Unravelling of pathomechanisms for plastin 3 associated bone and cartilage diseases

揭示plastin 3相关骨和软骨疾病的病理机制

• 批准号: 407176282
• 负责人: Professorin Dr. Anja Niehoff
• 金额: --
• 依托单位: Institut für Humangenetik
• 依托单位国家: 德国
• 项目类别: Research Units
• 资助国家: 德国
• 项目状态: 未结题
• 来源: https://gepris.dfg.de/gepris/projekt/407176282?language=en
• 关键词: Unravelling; pathomechanisms; plastin; associated; bone

Plastin 3 (PLS3) is a ubiquitously expressed actin-binding and -bundling protein that regulates the dynamics of the actin cytoskeleton. The actin cytoskeleton is connected to the extracellular matrix (ECM) via cell surface integrins. This enables the transmission of crucial chemical and mechanical signals for tissue morphogenesis, differentiation and homeostasis. Variants in PLS3 cause osteoporosis with fractures in men. We recently found that Pls3 knock-out in mice leads to osteoporosis whereas PLS3 overexpression results in hyperostosis. Very recently, we have shown that endocytosis is disturbed in osteoclasts, which leads to changes in vesicle trafficking, the morphology of endosomes and the localization of V-ATPase. In addition, our investigations indicated that, depending on the PLS3 level, alterations in the knee joint occur, which are associated with cartilage degeneration in osteoarthritis and a change in the phenotype of chondrocyte. In this project, we aim to understand how a deficiency or an overexpression of PLS3 leads to a disruption of basic cellular processes that are dependent on the dynamics of the actin cytoskeleton, and thus, are the cause of bone and cartilage ECM-associated diseases. Deciphering these basic mechanisms could help develop new drug treatments and therapies.

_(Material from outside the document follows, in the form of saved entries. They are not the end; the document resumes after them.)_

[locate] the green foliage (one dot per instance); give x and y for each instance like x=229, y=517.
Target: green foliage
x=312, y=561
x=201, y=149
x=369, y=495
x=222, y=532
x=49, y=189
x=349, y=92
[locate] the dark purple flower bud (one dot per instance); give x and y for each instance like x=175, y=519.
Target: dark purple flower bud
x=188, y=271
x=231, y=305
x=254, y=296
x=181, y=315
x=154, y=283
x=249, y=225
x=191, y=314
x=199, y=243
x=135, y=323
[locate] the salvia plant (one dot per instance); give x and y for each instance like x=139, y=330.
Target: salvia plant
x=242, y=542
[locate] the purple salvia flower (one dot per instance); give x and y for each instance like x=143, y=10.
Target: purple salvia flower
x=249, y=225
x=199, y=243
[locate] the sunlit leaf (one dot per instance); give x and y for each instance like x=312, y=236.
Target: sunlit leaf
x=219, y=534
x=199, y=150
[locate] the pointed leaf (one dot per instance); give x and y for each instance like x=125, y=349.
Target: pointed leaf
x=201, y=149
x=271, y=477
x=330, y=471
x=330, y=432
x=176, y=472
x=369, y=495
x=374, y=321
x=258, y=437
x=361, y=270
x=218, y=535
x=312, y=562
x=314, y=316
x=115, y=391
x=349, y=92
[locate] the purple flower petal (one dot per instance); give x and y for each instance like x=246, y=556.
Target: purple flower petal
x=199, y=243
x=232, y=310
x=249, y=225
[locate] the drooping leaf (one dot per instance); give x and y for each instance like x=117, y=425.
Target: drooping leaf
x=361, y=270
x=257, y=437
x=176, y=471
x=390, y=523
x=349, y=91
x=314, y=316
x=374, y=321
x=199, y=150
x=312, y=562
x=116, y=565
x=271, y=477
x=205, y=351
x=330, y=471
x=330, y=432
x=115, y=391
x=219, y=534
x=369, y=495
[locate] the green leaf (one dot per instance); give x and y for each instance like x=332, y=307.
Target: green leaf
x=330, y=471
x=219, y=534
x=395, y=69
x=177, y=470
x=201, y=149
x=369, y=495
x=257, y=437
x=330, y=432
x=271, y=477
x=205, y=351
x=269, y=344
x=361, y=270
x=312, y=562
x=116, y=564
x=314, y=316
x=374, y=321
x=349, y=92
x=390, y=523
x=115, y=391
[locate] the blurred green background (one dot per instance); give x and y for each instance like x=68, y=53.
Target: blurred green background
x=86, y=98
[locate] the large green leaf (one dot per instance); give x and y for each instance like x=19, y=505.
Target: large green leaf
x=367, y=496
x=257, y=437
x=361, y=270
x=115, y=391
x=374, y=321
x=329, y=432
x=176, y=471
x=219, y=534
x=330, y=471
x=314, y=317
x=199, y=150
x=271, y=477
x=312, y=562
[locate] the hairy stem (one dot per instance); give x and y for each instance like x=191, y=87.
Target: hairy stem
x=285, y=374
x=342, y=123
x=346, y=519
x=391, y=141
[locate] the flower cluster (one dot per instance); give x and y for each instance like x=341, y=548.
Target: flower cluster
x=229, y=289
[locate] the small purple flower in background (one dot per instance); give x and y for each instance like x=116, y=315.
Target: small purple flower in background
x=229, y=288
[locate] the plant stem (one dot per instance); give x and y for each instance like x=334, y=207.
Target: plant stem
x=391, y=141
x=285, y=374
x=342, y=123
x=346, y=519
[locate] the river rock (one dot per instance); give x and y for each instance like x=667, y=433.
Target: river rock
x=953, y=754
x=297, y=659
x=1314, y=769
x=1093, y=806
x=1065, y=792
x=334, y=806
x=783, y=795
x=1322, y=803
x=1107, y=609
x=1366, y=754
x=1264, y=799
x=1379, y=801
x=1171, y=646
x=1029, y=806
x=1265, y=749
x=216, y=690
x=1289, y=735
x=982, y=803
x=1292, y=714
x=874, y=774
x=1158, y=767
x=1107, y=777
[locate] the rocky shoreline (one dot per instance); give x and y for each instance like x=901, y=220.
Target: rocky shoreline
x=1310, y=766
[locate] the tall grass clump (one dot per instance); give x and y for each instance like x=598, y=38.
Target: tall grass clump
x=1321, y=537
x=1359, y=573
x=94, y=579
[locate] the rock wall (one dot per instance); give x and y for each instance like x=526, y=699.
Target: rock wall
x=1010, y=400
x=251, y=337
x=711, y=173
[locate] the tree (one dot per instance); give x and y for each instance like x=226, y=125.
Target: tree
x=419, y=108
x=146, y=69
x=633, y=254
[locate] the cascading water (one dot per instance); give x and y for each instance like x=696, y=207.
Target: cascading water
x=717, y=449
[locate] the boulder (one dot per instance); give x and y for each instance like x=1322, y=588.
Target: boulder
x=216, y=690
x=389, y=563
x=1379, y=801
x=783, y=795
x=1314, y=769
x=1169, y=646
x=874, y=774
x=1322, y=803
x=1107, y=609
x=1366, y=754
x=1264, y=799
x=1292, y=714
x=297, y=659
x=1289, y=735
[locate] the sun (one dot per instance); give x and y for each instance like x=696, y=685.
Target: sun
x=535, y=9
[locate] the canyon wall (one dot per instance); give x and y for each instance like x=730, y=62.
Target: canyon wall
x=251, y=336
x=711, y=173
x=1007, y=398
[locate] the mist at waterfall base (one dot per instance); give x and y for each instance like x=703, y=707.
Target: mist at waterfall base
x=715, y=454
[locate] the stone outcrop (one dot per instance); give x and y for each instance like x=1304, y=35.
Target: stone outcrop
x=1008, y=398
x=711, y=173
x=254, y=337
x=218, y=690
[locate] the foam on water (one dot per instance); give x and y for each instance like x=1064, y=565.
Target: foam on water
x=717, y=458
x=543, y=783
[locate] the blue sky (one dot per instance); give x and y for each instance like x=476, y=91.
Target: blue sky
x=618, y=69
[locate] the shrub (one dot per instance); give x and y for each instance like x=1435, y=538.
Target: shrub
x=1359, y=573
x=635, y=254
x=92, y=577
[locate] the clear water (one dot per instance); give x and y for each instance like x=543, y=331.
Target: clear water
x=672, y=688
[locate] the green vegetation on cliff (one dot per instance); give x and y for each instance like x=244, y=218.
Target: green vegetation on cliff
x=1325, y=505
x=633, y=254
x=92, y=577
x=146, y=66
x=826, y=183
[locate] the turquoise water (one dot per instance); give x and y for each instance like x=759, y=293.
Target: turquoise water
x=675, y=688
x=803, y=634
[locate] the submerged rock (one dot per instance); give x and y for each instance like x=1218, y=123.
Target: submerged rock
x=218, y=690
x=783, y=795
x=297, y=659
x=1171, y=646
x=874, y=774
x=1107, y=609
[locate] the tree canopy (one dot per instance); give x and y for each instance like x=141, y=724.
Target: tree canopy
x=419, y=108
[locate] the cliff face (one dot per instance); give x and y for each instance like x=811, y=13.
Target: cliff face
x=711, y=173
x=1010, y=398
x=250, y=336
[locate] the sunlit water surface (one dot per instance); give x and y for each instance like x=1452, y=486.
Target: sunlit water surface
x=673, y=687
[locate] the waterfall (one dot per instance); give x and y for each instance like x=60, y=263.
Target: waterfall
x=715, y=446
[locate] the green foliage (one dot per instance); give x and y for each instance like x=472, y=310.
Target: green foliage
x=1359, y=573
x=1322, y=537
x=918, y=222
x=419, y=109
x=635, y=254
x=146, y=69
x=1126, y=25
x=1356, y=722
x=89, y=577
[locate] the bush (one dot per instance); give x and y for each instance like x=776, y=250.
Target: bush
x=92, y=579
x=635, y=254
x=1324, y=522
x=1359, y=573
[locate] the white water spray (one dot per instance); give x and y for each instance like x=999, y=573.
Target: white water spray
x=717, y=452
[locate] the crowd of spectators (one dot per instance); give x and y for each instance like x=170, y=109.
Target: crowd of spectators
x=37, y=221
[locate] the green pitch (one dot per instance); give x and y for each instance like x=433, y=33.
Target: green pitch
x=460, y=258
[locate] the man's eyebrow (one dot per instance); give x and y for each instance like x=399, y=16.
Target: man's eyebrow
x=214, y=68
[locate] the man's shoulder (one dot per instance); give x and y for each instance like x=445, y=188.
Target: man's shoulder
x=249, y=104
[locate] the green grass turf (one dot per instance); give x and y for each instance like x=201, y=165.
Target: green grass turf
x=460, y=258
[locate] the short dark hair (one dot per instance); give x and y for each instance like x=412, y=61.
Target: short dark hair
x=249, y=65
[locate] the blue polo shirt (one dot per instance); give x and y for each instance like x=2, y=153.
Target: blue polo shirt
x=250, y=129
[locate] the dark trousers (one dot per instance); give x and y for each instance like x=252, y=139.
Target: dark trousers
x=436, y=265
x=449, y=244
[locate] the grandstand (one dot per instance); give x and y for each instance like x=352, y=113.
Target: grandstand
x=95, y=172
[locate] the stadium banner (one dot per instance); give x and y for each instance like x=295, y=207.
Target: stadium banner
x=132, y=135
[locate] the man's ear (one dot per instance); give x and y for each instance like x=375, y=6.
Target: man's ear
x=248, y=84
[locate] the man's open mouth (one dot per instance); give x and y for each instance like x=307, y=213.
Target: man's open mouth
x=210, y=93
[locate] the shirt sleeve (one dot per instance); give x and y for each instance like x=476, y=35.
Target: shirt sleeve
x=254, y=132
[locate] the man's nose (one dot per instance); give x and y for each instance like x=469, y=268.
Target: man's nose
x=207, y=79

Plastin 3（PLS 3）是一种广泛表达的肌动蛋白结合和捆绑蛋白，其调节肌动蛋白细胞骨架的动力学。肌动蛋白细胞骨架通过细胞表面整合素与细胞外基质（ECM）连接。这使得关键的化学和机械信号的组织形态发生，分化和稳态的传输。PLS 3的变体导致男性骨质疏松症和骨折。我们最近发现小鼠中Pls 3基因敲除会导致骨质疏松症，而Pls 3过表达会导致骨质增生。最近，我们发现破骨细胞的内吞作用受到干扰，导致囊泡运输、内体形态和V-ATP酶定位的变化。此外，我们的研究表明，根据PLS 3水平，膝关节发生变化，这与骨关节炎中的软骨变性和软骨细胞表型的变化有关。在这个项目中，我们的目标是了解PLS 3的缺乏或过度表达如何导致依赖于肌动蛋白细胞骨架动力学的基本细胞过程的破坏，从而导致骨和软骨ECM相关疾病。破译这些基本机制可以帮助开发新的药物治疗和疗法。